The presence of the batteries at the scene, like so much else about the killing, remained unexplained. Throughout the trial it was the source of much rumour and speculative theorising. Albert Kirby privately expressed the view that the batteries had been inserted and said as much to social services case workers after the trial. Jon had said something similar in an account of the attack he had given his mother.

The extent to which sexual assault had been part of the attack, and perhaps even the motive, was a difficult issue. It had probably tormented James’s family, but, if the killing is ever to be explained, it cannot be ignored or hidden away. It is possible that other injuries, particularly to the mouth, are indicators of sexual assault. The extreme reaction of both boys to this area of questioning during the interviews – ‘They’re trying to say I’m a pervert’ – is significant. If the boys did do this, it had almost certainly been done to them, one or other of them, or both, at some stage in their brief lives.

Susan and Neil Venables were not sitting in court for these unpalatable sessions with the scientists. Ralph Bulger had given up some days earlier. He made it known, through his solicitor, that it was all too much to bear. The jury, every one of them, looked colourless and strained.

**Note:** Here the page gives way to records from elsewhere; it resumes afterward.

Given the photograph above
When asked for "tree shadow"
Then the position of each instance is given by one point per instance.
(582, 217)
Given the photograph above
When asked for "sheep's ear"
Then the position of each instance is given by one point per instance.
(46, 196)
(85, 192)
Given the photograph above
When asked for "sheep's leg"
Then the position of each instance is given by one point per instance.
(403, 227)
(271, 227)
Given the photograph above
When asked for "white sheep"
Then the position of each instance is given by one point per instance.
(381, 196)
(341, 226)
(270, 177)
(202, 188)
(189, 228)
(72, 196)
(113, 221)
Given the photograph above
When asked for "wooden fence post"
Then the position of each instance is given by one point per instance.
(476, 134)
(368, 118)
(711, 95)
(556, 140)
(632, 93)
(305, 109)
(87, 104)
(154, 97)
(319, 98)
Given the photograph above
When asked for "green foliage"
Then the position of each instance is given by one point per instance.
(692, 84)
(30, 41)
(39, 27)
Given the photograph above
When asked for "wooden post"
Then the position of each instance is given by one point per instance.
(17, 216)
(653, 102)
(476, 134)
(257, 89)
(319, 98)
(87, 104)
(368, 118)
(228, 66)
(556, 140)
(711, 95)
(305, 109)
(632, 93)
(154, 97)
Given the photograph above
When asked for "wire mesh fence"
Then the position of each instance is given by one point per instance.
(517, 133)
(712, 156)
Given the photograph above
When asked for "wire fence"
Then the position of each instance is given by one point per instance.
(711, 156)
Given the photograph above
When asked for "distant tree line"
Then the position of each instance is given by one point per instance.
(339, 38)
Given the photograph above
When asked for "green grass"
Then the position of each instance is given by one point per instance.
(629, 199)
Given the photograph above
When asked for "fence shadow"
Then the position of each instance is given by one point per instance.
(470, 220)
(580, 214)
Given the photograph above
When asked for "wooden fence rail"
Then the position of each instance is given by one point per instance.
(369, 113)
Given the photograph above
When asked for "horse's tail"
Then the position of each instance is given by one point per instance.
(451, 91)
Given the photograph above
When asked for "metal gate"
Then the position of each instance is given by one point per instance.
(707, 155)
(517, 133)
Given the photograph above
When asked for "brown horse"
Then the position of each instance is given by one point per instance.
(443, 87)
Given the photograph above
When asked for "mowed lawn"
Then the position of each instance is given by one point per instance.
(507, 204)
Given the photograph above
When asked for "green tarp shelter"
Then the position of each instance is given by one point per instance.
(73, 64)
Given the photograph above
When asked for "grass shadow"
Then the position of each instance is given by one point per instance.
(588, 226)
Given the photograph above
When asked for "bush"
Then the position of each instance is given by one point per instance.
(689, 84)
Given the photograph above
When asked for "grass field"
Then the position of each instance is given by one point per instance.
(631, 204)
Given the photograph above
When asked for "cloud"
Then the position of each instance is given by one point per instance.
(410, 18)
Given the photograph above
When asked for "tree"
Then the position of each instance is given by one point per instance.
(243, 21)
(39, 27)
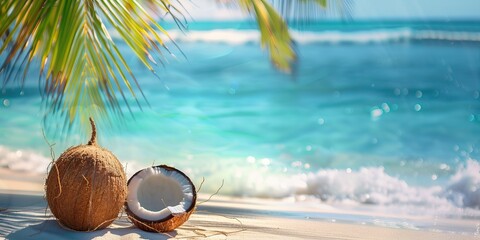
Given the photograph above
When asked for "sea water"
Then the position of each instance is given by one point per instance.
(382, 114)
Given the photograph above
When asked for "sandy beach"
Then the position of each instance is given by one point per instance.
(24, 215)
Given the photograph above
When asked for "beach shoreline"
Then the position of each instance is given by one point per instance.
(24, 216)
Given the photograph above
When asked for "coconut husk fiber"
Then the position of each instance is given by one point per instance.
(86, 187)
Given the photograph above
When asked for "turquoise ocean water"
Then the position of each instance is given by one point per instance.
(375, 113)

Much of the reporting of the trial began to seem prurient in its concentration on gruesome and disturbing detail. BBC local radio on Merseyside began warning its listeners that they might find some of the following trial report distressing. In the newspapers, the story shrank, and slipped down the pages.

Bobby and Jon sat in the dock playing with tissues. The forensic evidence linking them to the scene, and the killing, was overwhelming. Their counsel could make little headway with the various experts.

Phil Rydeard had examined the boot mark on James’s face. He conceded, in response to a question from the judge, that it could have been caused by a light impact. But it was the result, he was satisfied, of a dynamic action. He did not think a fall forward on to the shoe could have produced that bruising.